Question

The mean deviation about median of variates 13, 14, 15 …99, 100 is
A.1936
B.21.5
C.23.5
D.22

Answer 1

Hint: As we know, to find the mean deviation about median, we need to first calculate median. It is known that the median of ungrouped data is the middle term of the sorted data given in the question. Also, the median of the ungrouped data is different for even and odd numbers of terms. Firstly, we need to observe the data whether it has an even or odd number of terms then we will find the middle term of the sorted data. For an odd number of terms, the middle term can simply be calculated by $\dfrac{{n + 1}}{2}$ and this term will be the median. For even number of terms, there will be two middle terms which is calculated by $\dfrac{n}{2},\dfrac{n}{2} + 1$ and then these two terms can be added and divided by 2 to get the median of data. Then, we can calculate the mean deviation about the median by $\dfrac{{\sum {\left| {{x_i} - M} \right|} }}{n}$ . Now, put the value of median in the formula and mean deviation about median is obtained.

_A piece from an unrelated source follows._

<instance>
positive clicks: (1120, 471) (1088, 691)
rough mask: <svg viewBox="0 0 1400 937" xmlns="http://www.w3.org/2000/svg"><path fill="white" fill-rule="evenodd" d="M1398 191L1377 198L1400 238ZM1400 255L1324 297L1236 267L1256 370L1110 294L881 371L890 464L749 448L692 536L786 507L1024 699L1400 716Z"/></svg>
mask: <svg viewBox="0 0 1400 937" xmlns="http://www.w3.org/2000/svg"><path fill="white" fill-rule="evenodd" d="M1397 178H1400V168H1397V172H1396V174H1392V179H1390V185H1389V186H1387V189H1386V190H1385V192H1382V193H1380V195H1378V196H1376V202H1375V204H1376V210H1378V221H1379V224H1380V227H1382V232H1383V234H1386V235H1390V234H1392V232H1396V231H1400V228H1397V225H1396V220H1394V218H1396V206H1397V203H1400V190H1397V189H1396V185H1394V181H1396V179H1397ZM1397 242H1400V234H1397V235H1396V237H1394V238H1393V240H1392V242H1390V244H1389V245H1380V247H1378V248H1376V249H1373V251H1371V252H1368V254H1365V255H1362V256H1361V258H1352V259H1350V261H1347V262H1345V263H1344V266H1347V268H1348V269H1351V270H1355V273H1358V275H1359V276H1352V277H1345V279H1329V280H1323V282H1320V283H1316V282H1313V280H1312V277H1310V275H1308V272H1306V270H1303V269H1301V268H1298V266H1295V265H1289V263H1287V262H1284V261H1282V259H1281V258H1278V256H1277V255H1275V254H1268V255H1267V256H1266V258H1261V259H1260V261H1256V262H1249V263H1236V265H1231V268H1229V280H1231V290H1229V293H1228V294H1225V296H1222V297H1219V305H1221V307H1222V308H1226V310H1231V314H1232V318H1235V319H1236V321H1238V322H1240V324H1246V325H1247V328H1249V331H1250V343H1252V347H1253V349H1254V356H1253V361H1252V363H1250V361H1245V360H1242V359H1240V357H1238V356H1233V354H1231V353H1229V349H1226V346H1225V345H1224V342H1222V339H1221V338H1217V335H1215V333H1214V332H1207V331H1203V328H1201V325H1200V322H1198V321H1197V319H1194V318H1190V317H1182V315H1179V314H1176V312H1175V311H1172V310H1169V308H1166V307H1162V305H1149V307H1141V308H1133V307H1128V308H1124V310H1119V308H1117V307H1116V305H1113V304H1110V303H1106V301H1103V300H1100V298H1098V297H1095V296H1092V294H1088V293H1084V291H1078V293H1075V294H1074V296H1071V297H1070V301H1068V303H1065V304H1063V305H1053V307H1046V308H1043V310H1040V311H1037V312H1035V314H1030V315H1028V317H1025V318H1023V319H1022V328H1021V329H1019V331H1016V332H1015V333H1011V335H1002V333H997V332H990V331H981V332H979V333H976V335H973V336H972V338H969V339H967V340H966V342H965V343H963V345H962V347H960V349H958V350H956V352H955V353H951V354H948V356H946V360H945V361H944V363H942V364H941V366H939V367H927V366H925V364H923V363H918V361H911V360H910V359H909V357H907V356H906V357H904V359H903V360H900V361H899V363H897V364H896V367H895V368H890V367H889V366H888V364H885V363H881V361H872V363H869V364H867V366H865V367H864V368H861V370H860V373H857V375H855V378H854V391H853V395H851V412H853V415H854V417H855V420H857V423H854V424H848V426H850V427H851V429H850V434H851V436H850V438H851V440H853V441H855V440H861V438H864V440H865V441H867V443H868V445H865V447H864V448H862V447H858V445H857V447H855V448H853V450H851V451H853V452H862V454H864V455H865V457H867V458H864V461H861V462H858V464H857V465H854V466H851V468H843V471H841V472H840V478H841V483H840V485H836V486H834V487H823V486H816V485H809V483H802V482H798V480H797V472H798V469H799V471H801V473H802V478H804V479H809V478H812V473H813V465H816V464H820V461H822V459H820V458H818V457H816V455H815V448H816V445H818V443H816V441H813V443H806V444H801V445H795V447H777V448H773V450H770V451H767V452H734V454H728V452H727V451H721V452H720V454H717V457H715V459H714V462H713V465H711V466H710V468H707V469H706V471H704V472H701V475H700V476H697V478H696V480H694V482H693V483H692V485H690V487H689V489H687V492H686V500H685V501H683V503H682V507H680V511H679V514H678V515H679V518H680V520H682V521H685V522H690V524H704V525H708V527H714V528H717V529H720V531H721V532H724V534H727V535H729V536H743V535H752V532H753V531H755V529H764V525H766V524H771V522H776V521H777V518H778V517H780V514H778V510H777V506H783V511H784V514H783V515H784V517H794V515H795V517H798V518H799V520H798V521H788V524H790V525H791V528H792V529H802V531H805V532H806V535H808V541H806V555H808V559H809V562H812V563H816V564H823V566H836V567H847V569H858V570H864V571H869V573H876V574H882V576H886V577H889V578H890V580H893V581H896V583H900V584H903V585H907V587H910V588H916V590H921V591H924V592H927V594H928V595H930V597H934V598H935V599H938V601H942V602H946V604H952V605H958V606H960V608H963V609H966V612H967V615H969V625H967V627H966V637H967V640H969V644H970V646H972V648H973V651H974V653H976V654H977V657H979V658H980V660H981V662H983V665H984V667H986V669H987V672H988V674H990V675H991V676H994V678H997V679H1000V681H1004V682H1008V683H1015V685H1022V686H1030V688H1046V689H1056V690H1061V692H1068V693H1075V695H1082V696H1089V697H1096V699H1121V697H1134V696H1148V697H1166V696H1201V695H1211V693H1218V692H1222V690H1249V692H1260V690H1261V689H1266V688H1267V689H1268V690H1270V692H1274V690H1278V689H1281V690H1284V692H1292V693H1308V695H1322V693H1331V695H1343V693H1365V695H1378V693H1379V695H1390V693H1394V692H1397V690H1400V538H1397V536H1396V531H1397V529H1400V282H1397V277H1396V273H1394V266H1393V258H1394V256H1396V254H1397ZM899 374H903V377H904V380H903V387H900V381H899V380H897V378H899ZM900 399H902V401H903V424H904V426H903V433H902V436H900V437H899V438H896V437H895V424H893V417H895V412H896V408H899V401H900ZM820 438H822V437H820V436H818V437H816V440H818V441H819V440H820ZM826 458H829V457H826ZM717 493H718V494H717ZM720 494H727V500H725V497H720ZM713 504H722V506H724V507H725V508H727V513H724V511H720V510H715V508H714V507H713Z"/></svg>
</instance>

Complete step-by-step answer:
The ungrouped data is given in the question.
The given data is 13, 14, 15 …99, 100.
It is sorted. So, we can directly calculate the median.
To calculate the median of the ungrouped data, we have to observe the number of terms given.
There are (100-12) = 88 terms which is even.
So, median can be calculated by finding middle terms.
The middle terms of the given data are:
$\dfrac{n}{2},\dfrac{n}{2} + 1$
Here, we have 88 numbers of terms which means $n = 88$.
So, middle terms will be $\left( {\dfrac{{88}}{2},\dfrac{{88}}{2} + 1} \right)$ which are $44,45$ .
44th and 45th terms are 56 and 57.
Therefore, median of the given data is:
$
  M = \dfrac{{56 + 57}}{2} \\
\Rightarrow M = 56.5 \\
 $
Now, we have to calculate mean deviation about the median.
Mean deviation about median is given by $\dfrac{{\sum {\left| {{x_i} - M} \right|} }}{n}$
On putting values we get,
Mean deviation = \[\dfrac{{\sum\nolimits_{i = 1}^{88} {\left| {{x_i} - M} \right|} }}{n} = \dfrac{{\sum\nolimits_{i = 1}^{88} {\left| {{x_i} - M} \right|} }}{{88}}\]
Here, first and last terms of AP are given.
Therefore, using sum formula of AP, we get:
Mean deviation $ = \dfrac{{22\left( {43.5 + 0.5} \right) + 22\left( {0.5 + 43.5} \right)}}{{88}} = 22$
Therefore, the mean deviation about median is 22.
Hence, median is 56.5 and mean deviation about median is 22.
Hence, option D is correct.

Note: As we know, high attention is needed to do these types of questions because we have to take a lot of terms in calculation and we cannot make mistakes in the number of terms. The calculation of median and mean deviation about median is simple but it should also be rechecked twice to avoid any mistakes in these types of questions.